Plusieurs jours s’écoulèrent. Rien de changé dans la situation. Les patriotes se préparaient-ils à reprendre l’offensive ? Une ou deux fois, le bruit en arriva jusqu’au village des Mahogannis, mais il ne se confirma pas. D’ailleurs, par ordre de lord Gosford, les recherches se poursuivaient dans les comtés de Montréal et de Laprairie. De nombreux détachements occupaient les deux rives du Richelieu. D’incessantes perquisitions tenaient en alerte les habitants des bourgades et des fermes. Sir John Colborne avait ses colonnes prêtes à se porter en n’importe quel endroit où flotterait le drapeau de la rébellion. Si les patriotes se hasardaient à franchir la frontière américaine, ils se heurteraient à des forces considérables.

Le 5 décembre, Lionel, qui était allé aux informations du côté de Chambly, apprit que la loi martiale venait d’être proclamée dans le district de Montréal. En même temps, le gouverneur général offrait une récompense de quatre mille piastres à quiconque livrerait le député Papineau. D’autres primes étaient aussi allouées pour la capture des chefs — entre autres, M. de Vaudreuil et Vincent Hodge. On disait également qu’un certain nombre de réformistes étaient détenus dans les prisons de Montréal et de Québec, que leur procès s’instruirait suivant les formes militaires, et que l’échafaud politique ne tarderait pas à faire de nouvelles victimes.

Ces faits étaient graves. Aux mesures décrétées contre eux, les Fils de la Liberté répondraient-ils par une dernière prise d’armes ? Ne se décourageraient-ils pas, au contraire, devant cette impitoyable répression ? C’était l’avis de maître Nick. Il savait que les insurrections, lorsqu’elles ne réussissent pas dès le début, ont peu de chances de réussir ensuite.

Il est vrai, ce n’était pas l’avis des guerriers mahoganniens, ni celui de Lionel.

« Non ! répétait-il au notaire, non ! La cause n’est pas perdue, et tant que Jean-Sans-Nom vivra, ne désespérons point de reconquérir notre indépendance ! »

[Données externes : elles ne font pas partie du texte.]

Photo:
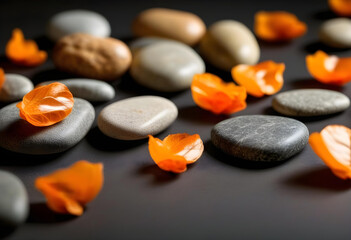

Dans la journée du 7, un incident se produisit, qui allait replacer maître Nick aux prises avec des difficultés, dont il se croyait à peu près sorti, en surexcitant jusqu’au paroxysme les instincts belliqueux des Hurons.

Depuis quelques jours, on avait signalé dans les diverses paroisses du territoire la présence de l’abbé Joann. Le jeune prêtre parcourait le comté de Laprairie, prêchant la levée en masse de la population franco-canadienne. Ses discours enflammés luttaient, non sans peine, contre le découragement dont quelques-uns des patriotes étaient atteints depuis la défaite de Saint-Charles. Mais l’abbé Joann ne s’abandonnait pas. Il allait droit son chemin, il adjurait ses concitoyens d’être prêts à reprendre les armes, dès que leurs chefs reparaîtraient dans le district.

Son frère, cependant, n’était plus là. Il ne savait ce qu’il était devenu. Avant de reprendre le cours de ses prédications, il s’était rendu à Maison-Close, pour embrasser sa mère, pour avoir des nouvelles de Jean…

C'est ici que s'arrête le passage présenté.